Table name: tablename()

from brickops.datamesh.naming import build_table_name as tablename

revenue_by_borough_tbl = tablename(cat=catalog, db="revenue", tbl="revenue_by_borough")
print(f"revenue_by_borough_tbl: {revenue_by_borough_tbl}")

Output in dev environment:

transport.dev_paldevibe_branchname_0e7768a7_revenue.revenue_by_borough

Output in prod environment:

transport.revenue.revenue_by_borough

In dev (and all environments except prod), the database name is prefixed with username, branch and commit ref. The automatic prefixes prevents notebooks running in development mode from overwriting production data.

Deployment functions

Auto-deploying a spark pipeline

from brickops.dataops.deploy.autojob import autojob

response = autojob()

This job will automatically name and generate a job based on a deployment.yml file in the folder, e.g. orgs/acme/domains/transport/projects/taxinyc/flows/revenue/deployment.yml.

In development, the job name created will be:

acme_transport_taxinyc_dev_abirkhan_branchname_4c6799ab_revenue

In production, the job name created will be:

acme_transport_taxinyc_revenue

The automatic prefixes in dev prevents development jobs from overwriting production jobs.

Getting started

This project uses uv. It might be easies to use the devcontainer, defined in .devcontainer, which is supported by VSCode and other toos.

If you want a local install, follow the installation instructions for your platform on the project homepage.

Next, make sure you are in the project root and run the following command in the terminal:

uv sync

This will create a virtual environment and install the required packages in it. The project configuration can be found in pyproject.toml.

You can now run the tests with

uv run pytest

How to get into devcontainer from command line

make start-devcontainer
make devcontainer-shell

Configuration options for naming and mesh levels

Naming of resources (catalogs, db/schemas, jobs, pipelines) can be configured in a file called .brickopscfg/config.yaml in the root of tour repo. example configurations can be found in tests/.brickopscfg/config.yml.

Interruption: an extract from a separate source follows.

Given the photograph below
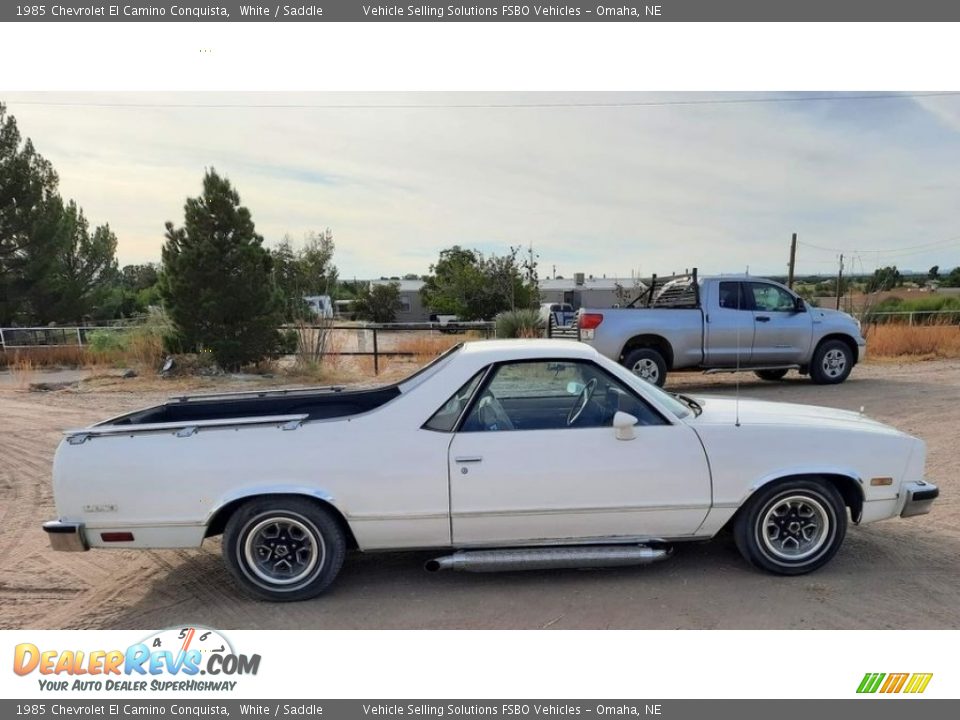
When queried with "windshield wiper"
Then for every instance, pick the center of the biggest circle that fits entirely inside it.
(689, 402)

Mesh levels refers here to the granularity/depth of your organization represented in the repo structure, e.g. organization, domain and project.

An example configuration could be:

naming:
  job:
    prod: "{domain}_{project}_{env}"
    other: "{domain}_{project}_{env}_{username}_{gitbranch}_{gitshortref}"
  pipeline:
    prod: "{domain}_{project}_{env}_dlt"
    other: "{domain}_{project}_{env}_{username}_{gitbranch}_{gitshortref}_dlt"
  catalog:
    prod: "{domain}"
    other: "{domain}"
  db:
    prod: "{db}"
    other: "{env}_{username}_{gitbranch}_{gitshortref}_{db}"

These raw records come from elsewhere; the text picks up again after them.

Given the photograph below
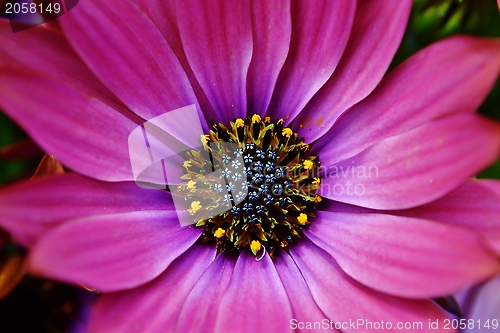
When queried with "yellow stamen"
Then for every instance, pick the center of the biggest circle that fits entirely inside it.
(287, 132)
(195, 206)
(205, 138)
(239, 122)
(302, 219)
(256, 119)
(220, 232)
(308, 165)
(255, 246)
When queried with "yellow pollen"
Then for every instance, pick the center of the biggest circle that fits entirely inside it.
(205, 138)
(302, 219)
(287, 132)
(220, 232)
(303, 145)
(239, 122)
(255, 246)
(308, 165)
(256, 119)
(195, 206)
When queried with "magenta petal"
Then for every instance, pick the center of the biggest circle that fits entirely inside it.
(217, 39)
(450, 76)
(30, 209)
(375, 37)
(125, 50)
(53, 57)
(320, 31)
(82, 132)
(342, 299)
(474, 205)
(304, 307)
(154, 307)
(162, 13)
(403, 256)
(199, 316)
(272, 28)
(255, 300)
(416, 167)
(112, 252)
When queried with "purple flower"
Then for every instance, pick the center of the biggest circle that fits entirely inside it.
(481, 307)
(391, 220)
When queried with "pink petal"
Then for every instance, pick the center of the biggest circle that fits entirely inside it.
(125, 50)
(474, 205)
(375, 36)
(154, 307)
(60, 117)
(30, 209)
(403, 256)
(416, 167)
(255, 300)
(217, 39)
(342, 299)
(450, 76)
(320, 31)
(211, 287)
(112, 252)
(53, 57)
(483, 307)
(272, 28)
(163, 14)
(304, 307)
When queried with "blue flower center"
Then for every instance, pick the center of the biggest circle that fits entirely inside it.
(264, 193)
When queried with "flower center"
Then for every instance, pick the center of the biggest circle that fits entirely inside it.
(263, 192)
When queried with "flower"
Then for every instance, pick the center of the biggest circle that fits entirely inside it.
(481, 306)
(394, 192)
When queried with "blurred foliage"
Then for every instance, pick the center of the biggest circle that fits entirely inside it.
(12, 170)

Let us now see what resource names would be produced from a notebook located at something/domains/marketing/projects/projectfoo/flows/prep/foo_notebook.

For catalogs the configuration above means the domain section of a path is used, for jobs a combination of domain, project and env.

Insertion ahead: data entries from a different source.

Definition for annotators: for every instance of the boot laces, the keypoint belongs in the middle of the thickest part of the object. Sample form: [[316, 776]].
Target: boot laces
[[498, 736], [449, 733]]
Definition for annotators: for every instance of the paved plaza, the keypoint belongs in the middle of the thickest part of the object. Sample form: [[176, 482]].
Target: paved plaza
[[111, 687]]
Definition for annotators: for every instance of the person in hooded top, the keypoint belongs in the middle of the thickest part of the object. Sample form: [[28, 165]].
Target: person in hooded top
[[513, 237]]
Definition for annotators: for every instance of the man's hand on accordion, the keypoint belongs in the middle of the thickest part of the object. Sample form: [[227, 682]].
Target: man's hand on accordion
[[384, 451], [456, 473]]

The resource names would become:

  • job name:

    • prod: marketing_projectfoo_prod
    • dev: marketing_projectfoo_env_paldevibe_branchname_82e5d310
  • pipeline name:

    • prod: marketing_projectfoo_prod_dlt
    • dev: marketing_projectfoo_env_paldevibe_branchname_82e5d310_dlt
  • catalog name:

    • prod: sales
    • dev: sales
  • db name for a database/schema called customers:

    • prod: customers
    • dev: customers_env_paldevibe_branchname_82e5d310
  • With org support, in the following notebook: /Repos/test@foobar.foo/dataplatform/something/org/acme/domains/sales/projects/projectfoo/flows/testflow/foo_notebook, a config of {org}_{domain}_{project}_{env} would result in acme_sales_projectfoo_prod for a production environment.

Development tools

Ruff

How to run ruff:

make ruff

Without make:

uv run ruff check --output-format=github .

Mypy

How to run mypy:

make mypy

Without make:

mypy .

Underlying philosophy

The framework is partly based on the thoughts presented in the article Data Platform Urbanism - Sustainable Plans for your Data Work.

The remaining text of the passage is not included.